Thomas usually shunted trains at Vicarstown and Edward pulled them to where they were needed.

Thomas soon found that Edward was very wise and extremely kind. Edward often looked after Thomas and the two became great friends.

By December 1915, the line was complete. All the stations were intact as well as bridges, tunnels and track.

"I would also like to give thanks to Edward and Thomas, who have both helped with the construction of this splendid railway," boomed the Fat Director.

Edward became the primary engine for both passengers and goods while Thomas acted as "station pilot" at Vicartown, the main station, headquarters of the North Western Railway and office of the Fat Director.

As the war ended, Thomas remembered something: "When the war is over, I'm due to return to Brighton."

He felt rather sad. He enjoyed working with Edward and being part of the Fat Director's Railway and although he did miss Brighton, he was sad to have to leave Sodor.
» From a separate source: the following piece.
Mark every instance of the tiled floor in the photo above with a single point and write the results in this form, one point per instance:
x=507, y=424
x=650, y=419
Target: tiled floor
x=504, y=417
But that soon changed . . .

One afternoon, Thomas arrived back at the Shed and saw two girls waiting nearby.

Thomas's crew called out to the girls, "Over in a couple of minutes!"

The girls smiled at his crew and at the little blue tank engine.

As his crew did several of their end of the day jobs, Thomas looked over at the girls. He thought he remembered seeing them.

"They must have gone on a passenger run," thought Thomas.

Soon, his crew finished and headed off towards the car. They all climbed in and sped away, leaving a most confused Thomas.

The next day, they returned to work, but Thomas chose not to ask them about what had happened last afternoon.

Presently, his crew saw the Fat Director and went over to speak to him.

They talked for quite a while until the Fat Director said, "Fine, fine. You get Saturday off and I'll find a 'relief crew."

"Thank you, Sir."

At the end of the day, his crew explained.

"You see, we met some girls a couple months ago and well, we really did fall in love with them. So, we have decided to get married!"

"Marry? You two!"

"Of course and we'll stay on Sodor."

"You idiots! We're supposed to be going back to Brighton soon. I can't go back if you two marry."

"Don't worry. The Fat Director will negotiate with our Controller for us to stay here. Don't tell me you don't like Sodor."

"Well, that I can't deny."

"We'll be out Satuday because the wedding's that day."

"Well, all right then. Good night and good luck with your brides."

Thomas's crew walked away.

Then, Edward steamed in.

"What was all that about?"

Thomas proceeded to tell Edward all about it until the stars were well above the sheds.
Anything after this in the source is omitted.